31. Handle Like Tasks Together.

Schedule a block of time to handle emails, phone calls, approving batchable documents, reviewing reports, and other tasks that are similar. Task types require special ways of thinking. Reduce the collective time and energy it takes for your brain to keep readjusting .

32. Think Quality Over Quantity.

Don’t spread yourself too thin. Determine what really needs to be done, and concentrate only on the things that need your personal attention. Then, you can better focus on creative solutions and quality.

33. Develop Self-Control.

Work on your willpower. Feeling your sense of greater power over your own will can significantly improve your time management, overall professional performance, health and wellbeing, stress level, quality of life, and happiness. For example, turn off your phone, if you can’t stop checking social pages.

34. Save Copies of Your To Do Lists.

At the end of the week, revisit your spent To Do Lists, to appreciate your accomplishments, and take a little self-motivation from all you did to advance your mission. Congratulate yourself. Celebrate a little.

35: Practice Until You Build Good Habits.

Start using the time management tips above that pertain to your own leadership development needs. Keep practicing these, until you habituate them. Form a routine, a time management system, that you like and can maintain.
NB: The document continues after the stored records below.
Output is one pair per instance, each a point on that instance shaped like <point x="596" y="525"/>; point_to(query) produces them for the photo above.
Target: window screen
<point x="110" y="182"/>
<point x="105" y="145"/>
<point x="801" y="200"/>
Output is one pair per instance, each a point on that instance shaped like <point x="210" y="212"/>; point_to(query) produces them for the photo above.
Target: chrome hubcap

A Word About Procrastination

Even the best leaders put things off sometimes, but chronic procrastination is a deeper problem that is likely to reflect self-control issues. Some procrastinators argue that they perform best when under pressure, but research indicates that that is typically false. Decisional procrastinators have difficulty making decisions. Perfectionists may delay facing the inevitable lack of perfection in their finished work. Thrill-seekers may squeeze themselves into a tight timeline, to experience an adrenaline rush. Classic avoiders may put off work, in fear of failure or fear of inability to sustain success that they might achieve.

Understanding why people procrastinate, have self-control issues, or motivation issues is the first step to improving your time management if you are struggling with leadership decision-making, or any of these issues leading to procrastination.
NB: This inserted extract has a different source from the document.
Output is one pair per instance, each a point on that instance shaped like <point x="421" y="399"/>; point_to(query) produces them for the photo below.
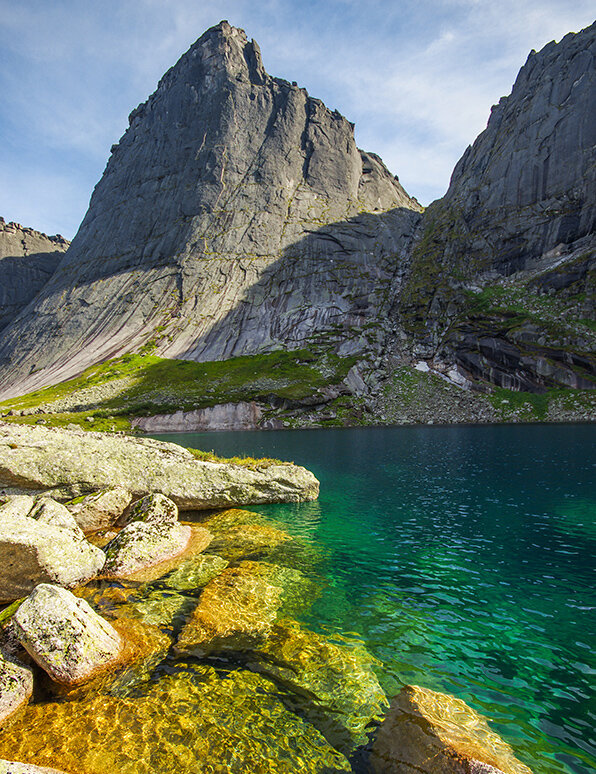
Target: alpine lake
<point x="460" y="557"/>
How to Develop Better Habits

Repetitive behavioural patterns cut their routes into the brain’s neural pathways. Fortunately, through repeating different behaviours, new habits can be formed. With commitment, even long-time habits can be replaced by better ones.

Improving time management skills is an ideal goal for undertaking with this rehabituation approach in mind. Decide on some simple but major changes you want to make in your way of managing your time, and commit to repeating your new time management behaviour until doing it the new way comes naturally to you. One-on-one leadership coaching may be your best available approach to habituating better time management habits.

Conclusion

Ultimately, time management comes down to being clear on what you really want to accomplish. Really wanting it is the natural generator of motivation. From there, it’s about weighing your priorities, to ensure that the way you spend your time is going to get you to your goal. That means eliminating non-priorities that are sucking time from your limited supply of it. Ask yourself  which items on your To Do list can make a meaningful difference for you, which can’t be delegated, which can wait, and which should really be discarded.

Be careful about what you commit to, and prioritise honouring the commitments you do make. Keeping your promises protects your relationships and your reputation, both of which are indispensable for a successful career and a rewarding life that you can thoroughly enjoy.

Practice finding what’s positive in every negative circumstance. Train yourself to look past obstacles to find solutions. Above all, stay focused on your goals. Keep thinking about them and talking about them. Visualise yourself accomplishing what you’ve set out to achieve. These are the ways of a driven individual. They’re conducive to a mindset that cuts through irrelevancies and stays fixed on what’s important, and sees the way to get it done, and does it.